Chris explained the four payment revolutions that have shaped the way the industry is today. What started from analogue methods of payments with the introduction of the usage of payment cards moved to electric with magnetic and chip cards in the last 20 to 30 years ago. Then came the digital payment revolution, whereby we saw the usage of tokenisation and enhanced data. In the near future, Chris pointed out that emerging techs will shape payment methods.

“So what is the fourth payment revolution going to look like? Data is going to enhance the usability of payment for all participants. Each data will create more data, and the cycle continues. The future will see lesser emphasise on transactions but focus more on movements of commerce.”

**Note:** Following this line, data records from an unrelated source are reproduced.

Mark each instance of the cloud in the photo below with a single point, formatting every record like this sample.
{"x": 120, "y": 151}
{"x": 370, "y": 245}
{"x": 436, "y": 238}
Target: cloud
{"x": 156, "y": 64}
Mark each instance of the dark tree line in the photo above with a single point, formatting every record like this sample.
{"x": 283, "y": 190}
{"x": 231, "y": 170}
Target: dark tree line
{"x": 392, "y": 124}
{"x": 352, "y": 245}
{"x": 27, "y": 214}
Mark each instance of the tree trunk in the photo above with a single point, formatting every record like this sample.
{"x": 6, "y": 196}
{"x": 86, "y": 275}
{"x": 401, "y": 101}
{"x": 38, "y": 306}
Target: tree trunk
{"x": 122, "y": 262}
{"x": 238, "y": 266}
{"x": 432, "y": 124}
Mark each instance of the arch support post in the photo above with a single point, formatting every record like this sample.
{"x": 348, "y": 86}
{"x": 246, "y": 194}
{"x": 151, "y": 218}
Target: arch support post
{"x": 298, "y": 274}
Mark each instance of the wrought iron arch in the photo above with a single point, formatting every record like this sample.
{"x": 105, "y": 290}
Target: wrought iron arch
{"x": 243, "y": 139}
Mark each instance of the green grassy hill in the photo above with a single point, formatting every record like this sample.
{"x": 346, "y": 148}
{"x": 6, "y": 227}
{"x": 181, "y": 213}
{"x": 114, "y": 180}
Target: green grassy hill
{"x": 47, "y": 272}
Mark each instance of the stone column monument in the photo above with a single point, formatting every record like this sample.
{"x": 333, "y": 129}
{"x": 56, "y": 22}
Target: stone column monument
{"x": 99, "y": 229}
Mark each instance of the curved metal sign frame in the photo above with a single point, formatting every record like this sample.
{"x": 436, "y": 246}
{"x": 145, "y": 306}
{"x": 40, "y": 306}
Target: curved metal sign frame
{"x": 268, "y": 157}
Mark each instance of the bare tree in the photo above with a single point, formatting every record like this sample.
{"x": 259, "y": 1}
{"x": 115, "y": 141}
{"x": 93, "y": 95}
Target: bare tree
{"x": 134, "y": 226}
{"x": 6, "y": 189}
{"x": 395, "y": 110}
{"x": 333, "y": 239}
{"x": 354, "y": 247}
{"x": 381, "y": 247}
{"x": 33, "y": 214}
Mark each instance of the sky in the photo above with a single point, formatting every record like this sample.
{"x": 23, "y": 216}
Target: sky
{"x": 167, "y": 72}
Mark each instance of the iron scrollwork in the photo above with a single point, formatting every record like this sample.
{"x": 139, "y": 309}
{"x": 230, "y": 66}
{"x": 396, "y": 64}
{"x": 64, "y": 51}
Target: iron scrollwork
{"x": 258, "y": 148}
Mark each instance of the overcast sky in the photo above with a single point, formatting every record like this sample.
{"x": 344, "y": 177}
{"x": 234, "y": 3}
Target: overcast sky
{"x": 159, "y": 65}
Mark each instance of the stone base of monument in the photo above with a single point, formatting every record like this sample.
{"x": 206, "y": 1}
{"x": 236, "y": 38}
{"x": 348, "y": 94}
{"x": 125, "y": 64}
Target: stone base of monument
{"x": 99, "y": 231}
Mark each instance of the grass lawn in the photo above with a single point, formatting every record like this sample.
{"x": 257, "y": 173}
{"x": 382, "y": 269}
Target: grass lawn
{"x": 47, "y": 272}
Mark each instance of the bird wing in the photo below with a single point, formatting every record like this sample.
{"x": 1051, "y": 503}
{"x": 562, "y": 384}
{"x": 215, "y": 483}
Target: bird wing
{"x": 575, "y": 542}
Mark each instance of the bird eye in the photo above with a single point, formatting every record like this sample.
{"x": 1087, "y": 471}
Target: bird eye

In other words, digital payments will utilise data to move beyond transactions. Analytics in payments will measure what people spend on and their habits, creating a more automated, interactive and personalised experienced across all channels and devices.

But with the trend of digital payments growing, the security around digital payments becomes a concern as well. Fraud has always been the biggest concern when it comes to any form of payment and continues to be a reason why organisations are taking cybersecurity issues seriously.

An estimated 3, 353, 172, 798 individuals had data compromised in 2018, which is almost half of the world’s population. It is estimated that fraud led to 1.75 trillion in economic losses in the Asia Pacific, which equalisation to 7% of Asia’s GDP.

Visa, which operates in over 200 countries worldwide know how important this matter is. But they also feel that cybersecurity is an issue that one cannot tackle by themselves.

“Criminals are just as smart or smarter than we are. We try to prevent, but they are also one step ahead. They are applying advance tech and social tech like phishing emails.”

Interestingly, Chris points out that while data is going to be the biggest asset for businesses in the future, it will also be a liability to security. If used correctly, data can give full innovation. And this is what Chris said is what cybercriminals want as well. So, there are two sides to the data debate — the promise of data and the problem associated with that.

There are benefits of Big Data, which provide new business opportunities. Big companies are aware and made full use of this. But with so much potential in data, what is holding up data revolution?

According to Chris, there are three main reasons for this:

1)      Technical and business reasons – the terabytes of data are currently unstructured. It takes a huge effort to come up with a format that is usable and sharable. No one has figured how to price the data to exchange it efficiently.
2)      Broken Consumer Trust – privacy and security issues and breaches continue to be a concern for consumers. Governments are aware of this and are serious about protecting consumer privacy
3)      Leader in Asia on data privacy rules – China. The government in China is building a framework around data privacy. The check how businesses use and collect data. Also, with user requested deletion of data being implemented, they are firm on enforcement.

With 25 billion devices expected to be connected by 2021, Chris said that there should be an environment that nurtures innovation and puts consumers. The core components of the payment ecosystem are data, people and infrastructure. And people are the primary target now, especially individuals through phishing attacks.

“We are on the cusp of the fourth payments revolution — the future of payments is going to be complex. Security challenges are going to be multi-faceted with Innovation is coming from everywhere. Organisations need to have an open standards-based approach. Only then can be consistency in security.”